La pregunta sigue siendo, en medio de la marea de reclamos por los derechos individuales (consumo de marihuana, eutanasia, aborto legal, seguro y gratuito, etc.), ¿dónde queda el horizonte de lo común?
¿Dónde quedan los modelos posibles de economía alternativos al subdesarrollo que el capitalismo financiero globalizado hoy propone a países endeudados como Argentina?
La trampa es sencilla, primero se asfixia a las economías subdesarrolladas con deuda en moneda extranjera. Luego se les exige una agenda de austeridad y políticas regresivas para el pueblo. Y al mismo tiempo se promueve desde múltiples sectores una agenda de “diversidad” y “ecología” que no reconoce ningún tipo de lógica económica y termina siendo funcional, aunque desde una perspectiva progresista, a las trabas que el neoliberalismo impone en su lógica post-neocolonial a los pueblos más pobres del planeta.

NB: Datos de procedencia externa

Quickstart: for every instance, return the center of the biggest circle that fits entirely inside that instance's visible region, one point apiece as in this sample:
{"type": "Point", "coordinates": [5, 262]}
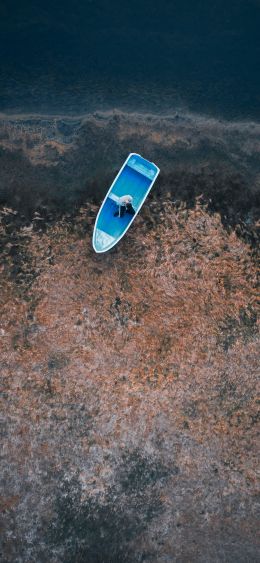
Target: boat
{"type": "Point", "coordinates": [135, 179]}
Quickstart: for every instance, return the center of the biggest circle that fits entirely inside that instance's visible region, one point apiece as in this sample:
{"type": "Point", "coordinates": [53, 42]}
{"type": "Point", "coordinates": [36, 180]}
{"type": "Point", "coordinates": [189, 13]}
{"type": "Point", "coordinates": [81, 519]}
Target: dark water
{"type": "Point", "coordinates": [78, 56]}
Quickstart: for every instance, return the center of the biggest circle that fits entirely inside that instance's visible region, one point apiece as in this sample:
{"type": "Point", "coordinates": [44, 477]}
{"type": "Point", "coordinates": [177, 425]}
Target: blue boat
{"type": "Point", "coordinates": [134, 180]}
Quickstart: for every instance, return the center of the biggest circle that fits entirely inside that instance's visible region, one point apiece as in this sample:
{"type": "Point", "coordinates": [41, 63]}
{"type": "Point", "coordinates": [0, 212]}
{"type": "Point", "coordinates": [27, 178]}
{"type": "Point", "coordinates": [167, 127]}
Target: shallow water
{"type": "Point", "coordinates": [75, 58]}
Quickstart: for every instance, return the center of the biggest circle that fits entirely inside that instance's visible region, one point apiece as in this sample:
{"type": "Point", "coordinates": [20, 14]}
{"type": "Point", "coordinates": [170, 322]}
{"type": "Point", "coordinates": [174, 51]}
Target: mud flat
{"type": "Point", "coordinates": [129, 406]}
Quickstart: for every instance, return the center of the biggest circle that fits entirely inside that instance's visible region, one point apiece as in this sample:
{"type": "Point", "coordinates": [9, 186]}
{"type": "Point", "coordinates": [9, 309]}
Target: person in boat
{"type": "Point", "coordinates": [125, 206]}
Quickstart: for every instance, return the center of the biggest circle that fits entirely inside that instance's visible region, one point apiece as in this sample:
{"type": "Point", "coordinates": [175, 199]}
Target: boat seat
{"type": "Point", "coordinates": [114, 197]}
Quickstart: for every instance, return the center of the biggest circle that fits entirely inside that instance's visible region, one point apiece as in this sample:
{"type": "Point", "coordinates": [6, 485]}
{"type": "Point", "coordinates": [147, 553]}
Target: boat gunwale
{"type": "Point", "coordinates": [137, 211]}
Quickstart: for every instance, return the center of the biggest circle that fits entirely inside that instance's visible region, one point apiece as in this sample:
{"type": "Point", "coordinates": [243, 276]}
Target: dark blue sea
{"type": "Point", "coordinates": [75, 57]}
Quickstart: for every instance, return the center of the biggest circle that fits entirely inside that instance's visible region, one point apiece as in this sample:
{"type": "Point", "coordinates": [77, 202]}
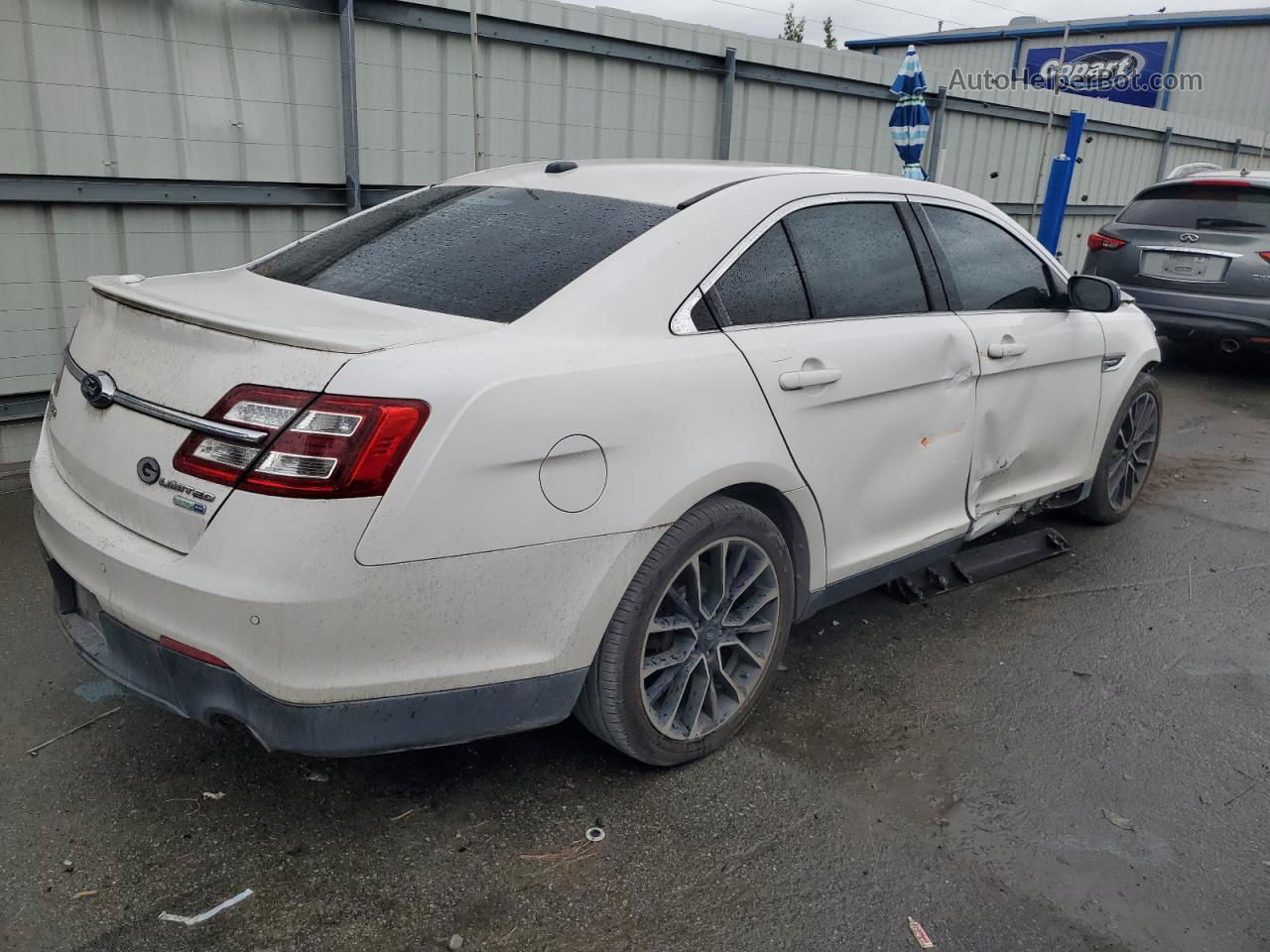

Es oportuno preguntarnos por qué el impuesto a la riqueza no suscitó la fenomenal movilización política y discusión social que trajo, por ejemplo, la ley de interrupción voluntaria del embarazo. La gran deuda argentina, que tiene un correlato mundial, continúa siendo la economía y las opciones de soberanía en los marcos de un tecnocapitalismo financiero que avanza con intentos de refeudalizar a los pueblos.
Las transformaciones culturales pueden ser grandes motores de politización de la sociedad. Pero sólo si se incorporan a la discusión macroeconómica donde se definen los grandes trazos del desarrollo común de las sociedades. De lo contrario sólo son agendas de individualismo new age que, con extremadas precauciones, pasan de todo tipo de compromiso político por fuera de los límites que imponen la piel y el Yo.